Thousands of vehicles and people parked up for several hours creates a new experience. Coaches disgorge their passengers onto the hard shoulder, cigarettes are lit up, and dogs walked. When the opposite carriageway was also closed to enable the air ambulance to land, an impromptu kickabout started up on the M6.
But what’s most striking is the way people start to interact and connect with each other. On any other day, or even only hours or minutes earlier, we would refer to other motorists purely in terms of the tin box they inhabit: “that maniac in the BMW” or “the Transit hogging the middle lane”. But when the road is closed, the BMW and Transit reveal their drivers to be Joan the ex-policewoman who’s visiting her newborn nephew, and Mike the Manchester United fan who’s come all the way from Sussex, anxious to get to Old Trafford in time for the Spurs game.
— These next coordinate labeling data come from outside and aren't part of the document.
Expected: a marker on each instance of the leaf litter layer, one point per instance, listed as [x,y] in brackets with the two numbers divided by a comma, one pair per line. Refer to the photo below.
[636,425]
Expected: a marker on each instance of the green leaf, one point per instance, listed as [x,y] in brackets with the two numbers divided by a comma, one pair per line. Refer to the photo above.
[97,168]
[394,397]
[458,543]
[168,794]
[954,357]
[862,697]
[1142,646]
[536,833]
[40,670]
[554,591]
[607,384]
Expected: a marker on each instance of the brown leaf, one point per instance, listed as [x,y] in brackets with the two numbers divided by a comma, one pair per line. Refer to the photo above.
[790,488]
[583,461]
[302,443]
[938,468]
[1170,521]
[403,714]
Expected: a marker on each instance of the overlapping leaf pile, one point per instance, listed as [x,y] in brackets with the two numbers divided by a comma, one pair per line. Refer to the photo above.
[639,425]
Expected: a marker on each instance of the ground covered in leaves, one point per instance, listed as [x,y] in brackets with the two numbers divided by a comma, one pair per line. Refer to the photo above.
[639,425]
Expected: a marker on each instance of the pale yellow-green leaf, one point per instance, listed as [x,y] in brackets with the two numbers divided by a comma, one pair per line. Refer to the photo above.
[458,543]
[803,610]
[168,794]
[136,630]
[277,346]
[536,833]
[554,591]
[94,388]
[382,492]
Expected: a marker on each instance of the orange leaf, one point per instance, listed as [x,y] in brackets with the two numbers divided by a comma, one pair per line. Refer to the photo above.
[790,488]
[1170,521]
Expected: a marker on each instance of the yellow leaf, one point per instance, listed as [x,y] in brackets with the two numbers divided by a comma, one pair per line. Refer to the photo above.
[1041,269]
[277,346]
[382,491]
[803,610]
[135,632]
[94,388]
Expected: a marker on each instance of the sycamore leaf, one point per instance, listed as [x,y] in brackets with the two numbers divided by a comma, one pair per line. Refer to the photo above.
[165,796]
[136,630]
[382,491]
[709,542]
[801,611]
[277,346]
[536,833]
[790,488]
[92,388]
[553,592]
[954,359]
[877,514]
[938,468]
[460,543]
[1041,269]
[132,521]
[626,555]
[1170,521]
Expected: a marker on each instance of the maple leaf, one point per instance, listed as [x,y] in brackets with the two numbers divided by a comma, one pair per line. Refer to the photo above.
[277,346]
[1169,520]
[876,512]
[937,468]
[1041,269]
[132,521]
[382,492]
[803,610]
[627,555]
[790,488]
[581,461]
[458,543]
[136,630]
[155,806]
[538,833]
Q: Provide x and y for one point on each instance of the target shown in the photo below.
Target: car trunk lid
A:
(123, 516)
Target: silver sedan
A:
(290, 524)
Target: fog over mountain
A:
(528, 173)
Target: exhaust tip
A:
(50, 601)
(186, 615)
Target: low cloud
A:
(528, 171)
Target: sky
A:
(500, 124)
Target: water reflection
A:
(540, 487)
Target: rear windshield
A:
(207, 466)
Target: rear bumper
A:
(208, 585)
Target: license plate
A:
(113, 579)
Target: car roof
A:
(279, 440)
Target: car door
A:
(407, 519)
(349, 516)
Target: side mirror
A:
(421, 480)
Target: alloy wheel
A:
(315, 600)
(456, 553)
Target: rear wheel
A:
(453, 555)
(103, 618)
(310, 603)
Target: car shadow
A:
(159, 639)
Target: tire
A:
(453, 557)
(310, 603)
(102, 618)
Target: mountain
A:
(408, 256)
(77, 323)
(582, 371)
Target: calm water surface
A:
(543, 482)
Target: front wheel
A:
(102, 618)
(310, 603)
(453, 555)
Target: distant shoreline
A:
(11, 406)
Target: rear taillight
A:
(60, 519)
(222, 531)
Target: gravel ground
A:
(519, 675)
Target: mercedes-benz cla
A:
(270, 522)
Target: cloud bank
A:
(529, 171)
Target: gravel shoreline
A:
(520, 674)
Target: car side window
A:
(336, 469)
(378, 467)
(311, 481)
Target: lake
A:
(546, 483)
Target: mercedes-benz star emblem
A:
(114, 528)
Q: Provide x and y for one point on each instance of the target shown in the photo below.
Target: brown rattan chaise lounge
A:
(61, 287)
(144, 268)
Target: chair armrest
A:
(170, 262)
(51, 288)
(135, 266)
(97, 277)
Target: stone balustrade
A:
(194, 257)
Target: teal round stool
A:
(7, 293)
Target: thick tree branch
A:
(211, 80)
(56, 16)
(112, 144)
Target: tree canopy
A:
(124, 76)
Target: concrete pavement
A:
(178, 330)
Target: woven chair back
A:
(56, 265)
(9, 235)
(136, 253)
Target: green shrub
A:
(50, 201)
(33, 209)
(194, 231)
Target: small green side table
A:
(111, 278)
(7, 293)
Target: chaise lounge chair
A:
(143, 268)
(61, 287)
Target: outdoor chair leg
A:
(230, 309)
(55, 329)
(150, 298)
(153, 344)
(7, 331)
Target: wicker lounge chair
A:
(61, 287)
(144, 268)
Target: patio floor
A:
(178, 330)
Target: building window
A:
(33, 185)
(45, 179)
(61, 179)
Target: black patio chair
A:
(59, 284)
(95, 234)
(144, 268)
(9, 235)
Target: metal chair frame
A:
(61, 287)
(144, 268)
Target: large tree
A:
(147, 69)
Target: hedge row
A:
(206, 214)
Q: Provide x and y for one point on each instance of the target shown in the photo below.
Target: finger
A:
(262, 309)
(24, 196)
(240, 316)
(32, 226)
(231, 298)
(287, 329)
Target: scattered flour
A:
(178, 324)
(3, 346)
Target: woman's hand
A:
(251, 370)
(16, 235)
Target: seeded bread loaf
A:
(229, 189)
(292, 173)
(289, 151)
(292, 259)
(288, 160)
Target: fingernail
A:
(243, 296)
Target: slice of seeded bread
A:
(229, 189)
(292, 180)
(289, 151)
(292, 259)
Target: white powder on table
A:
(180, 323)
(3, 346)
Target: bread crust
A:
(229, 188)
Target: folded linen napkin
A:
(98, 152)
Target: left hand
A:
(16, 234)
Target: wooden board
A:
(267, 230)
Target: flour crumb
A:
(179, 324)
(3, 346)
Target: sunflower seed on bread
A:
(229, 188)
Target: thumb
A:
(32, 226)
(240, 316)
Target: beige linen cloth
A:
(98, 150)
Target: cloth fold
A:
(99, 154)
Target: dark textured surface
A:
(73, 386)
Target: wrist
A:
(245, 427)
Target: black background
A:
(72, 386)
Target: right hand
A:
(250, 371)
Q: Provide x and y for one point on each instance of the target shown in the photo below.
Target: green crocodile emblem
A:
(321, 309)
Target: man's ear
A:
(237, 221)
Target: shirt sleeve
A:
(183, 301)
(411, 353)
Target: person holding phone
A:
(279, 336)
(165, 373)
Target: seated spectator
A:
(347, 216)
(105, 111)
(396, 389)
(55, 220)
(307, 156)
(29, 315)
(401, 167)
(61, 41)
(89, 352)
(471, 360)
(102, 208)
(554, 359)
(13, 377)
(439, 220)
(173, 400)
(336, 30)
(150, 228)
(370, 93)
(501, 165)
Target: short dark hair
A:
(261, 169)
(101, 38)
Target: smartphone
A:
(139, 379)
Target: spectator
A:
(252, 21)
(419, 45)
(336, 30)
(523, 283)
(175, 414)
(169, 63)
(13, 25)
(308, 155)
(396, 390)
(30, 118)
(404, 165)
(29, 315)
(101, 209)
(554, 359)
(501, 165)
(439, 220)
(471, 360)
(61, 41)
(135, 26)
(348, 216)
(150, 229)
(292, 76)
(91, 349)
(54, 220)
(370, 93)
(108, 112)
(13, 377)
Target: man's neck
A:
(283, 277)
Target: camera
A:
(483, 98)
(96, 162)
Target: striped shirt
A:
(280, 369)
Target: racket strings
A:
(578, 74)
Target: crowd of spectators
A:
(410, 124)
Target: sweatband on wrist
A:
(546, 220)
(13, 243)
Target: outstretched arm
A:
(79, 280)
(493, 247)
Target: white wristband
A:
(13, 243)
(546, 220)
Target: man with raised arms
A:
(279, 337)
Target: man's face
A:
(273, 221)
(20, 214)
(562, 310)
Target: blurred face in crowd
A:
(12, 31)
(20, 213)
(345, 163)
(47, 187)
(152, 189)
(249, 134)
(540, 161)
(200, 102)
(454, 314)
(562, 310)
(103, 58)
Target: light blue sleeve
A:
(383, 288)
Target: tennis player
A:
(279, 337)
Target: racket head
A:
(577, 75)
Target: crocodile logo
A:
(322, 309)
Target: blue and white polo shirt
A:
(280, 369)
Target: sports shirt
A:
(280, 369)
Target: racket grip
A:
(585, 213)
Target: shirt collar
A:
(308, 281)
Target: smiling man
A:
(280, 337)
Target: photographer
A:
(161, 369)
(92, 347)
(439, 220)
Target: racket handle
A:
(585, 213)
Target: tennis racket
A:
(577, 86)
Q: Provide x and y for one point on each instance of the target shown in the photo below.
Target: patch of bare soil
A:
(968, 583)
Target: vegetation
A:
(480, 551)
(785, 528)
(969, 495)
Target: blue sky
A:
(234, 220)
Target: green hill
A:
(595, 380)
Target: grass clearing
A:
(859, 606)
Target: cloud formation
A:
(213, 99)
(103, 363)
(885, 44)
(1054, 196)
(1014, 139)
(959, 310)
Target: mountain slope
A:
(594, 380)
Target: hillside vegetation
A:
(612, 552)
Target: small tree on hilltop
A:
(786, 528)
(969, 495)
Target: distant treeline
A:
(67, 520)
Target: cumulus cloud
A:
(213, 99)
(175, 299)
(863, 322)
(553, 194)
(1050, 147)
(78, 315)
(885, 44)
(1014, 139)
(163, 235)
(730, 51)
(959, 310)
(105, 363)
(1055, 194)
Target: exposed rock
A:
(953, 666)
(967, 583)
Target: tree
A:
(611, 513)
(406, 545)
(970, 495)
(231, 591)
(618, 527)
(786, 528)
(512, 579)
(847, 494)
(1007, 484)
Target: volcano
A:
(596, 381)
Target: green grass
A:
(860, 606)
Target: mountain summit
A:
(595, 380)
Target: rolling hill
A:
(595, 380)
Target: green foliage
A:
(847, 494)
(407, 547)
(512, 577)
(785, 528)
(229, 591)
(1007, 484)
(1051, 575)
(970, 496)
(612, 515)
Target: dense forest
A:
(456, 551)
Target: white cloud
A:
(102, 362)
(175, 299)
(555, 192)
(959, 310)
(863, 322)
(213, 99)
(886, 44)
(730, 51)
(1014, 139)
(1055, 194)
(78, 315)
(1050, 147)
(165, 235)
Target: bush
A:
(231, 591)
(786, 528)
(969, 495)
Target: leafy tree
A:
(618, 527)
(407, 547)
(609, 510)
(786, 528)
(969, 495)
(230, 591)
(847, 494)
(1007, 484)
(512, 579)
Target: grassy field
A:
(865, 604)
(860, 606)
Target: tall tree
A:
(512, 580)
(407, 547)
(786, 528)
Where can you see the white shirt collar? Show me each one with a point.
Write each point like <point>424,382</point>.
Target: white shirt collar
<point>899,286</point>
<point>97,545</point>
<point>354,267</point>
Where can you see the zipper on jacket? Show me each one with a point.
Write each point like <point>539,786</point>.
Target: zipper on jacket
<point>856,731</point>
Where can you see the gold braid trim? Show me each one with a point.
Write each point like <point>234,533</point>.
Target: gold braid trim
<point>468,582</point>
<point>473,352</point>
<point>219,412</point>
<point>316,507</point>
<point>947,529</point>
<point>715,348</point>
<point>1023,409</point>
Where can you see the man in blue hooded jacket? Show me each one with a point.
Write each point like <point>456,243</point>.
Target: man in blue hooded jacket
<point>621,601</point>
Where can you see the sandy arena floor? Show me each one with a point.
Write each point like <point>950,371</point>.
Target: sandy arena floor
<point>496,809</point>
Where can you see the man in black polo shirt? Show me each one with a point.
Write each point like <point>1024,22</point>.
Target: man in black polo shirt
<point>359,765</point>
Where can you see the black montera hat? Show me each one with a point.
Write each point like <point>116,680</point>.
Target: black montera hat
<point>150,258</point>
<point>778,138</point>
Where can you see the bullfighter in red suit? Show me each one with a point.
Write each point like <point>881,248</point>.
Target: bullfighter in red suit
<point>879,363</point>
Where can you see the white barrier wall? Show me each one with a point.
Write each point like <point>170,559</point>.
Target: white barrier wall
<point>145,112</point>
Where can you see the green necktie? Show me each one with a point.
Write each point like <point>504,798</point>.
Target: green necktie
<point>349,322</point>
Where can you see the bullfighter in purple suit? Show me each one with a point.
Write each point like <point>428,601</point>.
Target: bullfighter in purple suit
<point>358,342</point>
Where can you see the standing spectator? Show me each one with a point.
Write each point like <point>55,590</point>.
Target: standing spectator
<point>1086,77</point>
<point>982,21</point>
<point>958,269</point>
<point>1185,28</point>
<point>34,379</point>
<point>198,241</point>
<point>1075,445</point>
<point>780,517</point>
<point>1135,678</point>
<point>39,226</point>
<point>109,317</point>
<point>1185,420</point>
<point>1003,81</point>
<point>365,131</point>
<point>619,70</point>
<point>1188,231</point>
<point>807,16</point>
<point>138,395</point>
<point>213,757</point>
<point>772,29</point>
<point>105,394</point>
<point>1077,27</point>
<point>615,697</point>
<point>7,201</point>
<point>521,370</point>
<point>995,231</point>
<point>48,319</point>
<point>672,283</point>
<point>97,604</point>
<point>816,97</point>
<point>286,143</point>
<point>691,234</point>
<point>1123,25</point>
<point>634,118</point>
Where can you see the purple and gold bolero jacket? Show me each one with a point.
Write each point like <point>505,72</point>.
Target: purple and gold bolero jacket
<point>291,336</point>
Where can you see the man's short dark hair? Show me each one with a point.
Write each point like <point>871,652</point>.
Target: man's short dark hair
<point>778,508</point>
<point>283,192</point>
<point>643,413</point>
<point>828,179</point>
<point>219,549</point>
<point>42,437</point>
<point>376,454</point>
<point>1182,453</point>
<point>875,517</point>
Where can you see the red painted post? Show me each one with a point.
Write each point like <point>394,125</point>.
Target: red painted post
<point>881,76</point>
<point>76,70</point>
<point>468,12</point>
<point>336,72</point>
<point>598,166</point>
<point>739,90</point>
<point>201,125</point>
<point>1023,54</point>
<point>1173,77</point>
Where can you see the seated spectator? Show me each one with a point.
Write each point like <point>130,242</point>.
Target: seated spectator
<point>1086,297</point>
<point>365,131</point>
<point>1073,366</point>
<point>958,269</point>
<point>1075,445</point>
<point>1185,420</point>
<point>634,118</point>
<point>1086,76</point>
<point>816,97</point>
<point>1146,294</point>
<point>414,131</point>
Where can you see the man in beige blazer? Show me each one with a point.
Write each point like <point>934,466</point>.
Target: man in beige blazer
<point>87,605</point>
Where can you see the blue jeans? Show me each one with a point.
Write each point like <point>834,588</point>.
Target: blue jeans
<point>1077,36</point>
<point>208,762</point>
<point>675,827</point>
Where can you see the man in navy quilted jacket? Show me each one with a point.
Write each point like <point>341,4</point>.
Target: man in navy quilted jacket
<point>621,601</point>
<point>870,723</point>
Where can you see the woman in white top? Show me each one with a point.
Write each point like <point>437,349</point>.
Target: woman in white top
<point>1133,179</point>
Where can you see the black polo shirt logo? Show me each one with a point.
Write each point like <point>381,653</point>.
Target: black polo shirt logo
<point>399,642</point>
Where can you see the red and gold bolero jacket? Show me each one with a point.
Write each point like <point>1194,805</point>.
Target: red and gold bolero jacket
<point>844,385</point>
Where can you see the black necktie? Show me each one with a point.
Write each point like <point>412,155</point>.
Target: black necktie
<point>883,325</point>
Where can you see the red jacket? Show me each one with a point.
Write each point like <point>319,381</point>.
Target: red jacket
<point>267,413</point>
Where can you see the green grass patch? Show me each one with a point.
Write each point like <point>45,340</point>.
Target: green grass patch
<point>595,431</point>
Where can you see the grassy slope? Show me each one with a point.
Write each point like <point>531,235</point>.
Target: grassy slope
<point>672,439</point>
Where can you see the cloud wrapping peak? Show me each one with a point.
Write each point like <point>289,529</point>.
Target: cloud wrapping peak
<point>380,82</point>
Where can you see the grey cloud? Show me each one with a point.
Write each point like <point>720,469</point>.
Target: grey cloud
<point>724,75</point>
Thousands of individual, human stories, of which we are normally utterly ignorant, are brought to life by a tragedy. We allow ourselves a pause to stop and talk, share the moment, and are brought closer. We talk and laugh, united in our British stoicism at the complete lack of communication, the reliance on ‘a mate’ of a stranger who’s heard that it’s going to reopen at 3pm, or the coach driver who’s been told from HQ that it could be hours.
And although we may be delayed, it’s mostly no big deal. We’re just a bit late. Joan will turn around and go again tomorrow. Mike should make it for the second half at least. And we were just late. As we drive past the place where the accident occurred, the only signs that anything took place at all to disrupt the thundering traffic are a few chalk marks on the road, the legacy of the investigation teams. Nothing else, no shattered fragments of glass, nor blackened tyre scorchings, just a few dotted chalk lines.
But we remember the people. We hope or pray for the victims in the air ambulance, and feel guilty for cursing as the road remained stubbornly immobilised. We wonder if Joan did see her nephew, and we smile as we hear that Man Utd soundly beat Spurs, hoping that Mike was there to see it. Not because we’re MU fans, but because it meant something to Mike. And because we knew that, it meant something to us too. When people connect, things start to matter.
And finally to the point. Marketing teams are often guilty of talking in generic, collective terms: “healthy hedonists”, “conscientious cleaners”, and so on. Even Adam & Joe were discussing this last week, “Charlottes, Tinas and Bettys”. Customer segments and consumer clusters are categorised and described in terms of their purchase behaviour, or income, or postcodes. Marketers like to deal in big, quantitative numbers that make them feel safe.
But what about the people? There are millions of individual stories and connections to be made. Cars don’t talk back, data segments don’t talk back, but people do. And when they do, you’re suddenly in a conversation. And then you don’t need to make judgements based on data points or claims in research, you learn about actual people and what they actually think. Individuals matter, because they have stories they believe in. We should listen to individuals.
Tropicana in the US has learnt this the hard way recently. There are lots of articles relating this tale of woe, but this blog says it nicely. “It’s about Americans at their breakfast table. How can this have escaped you?”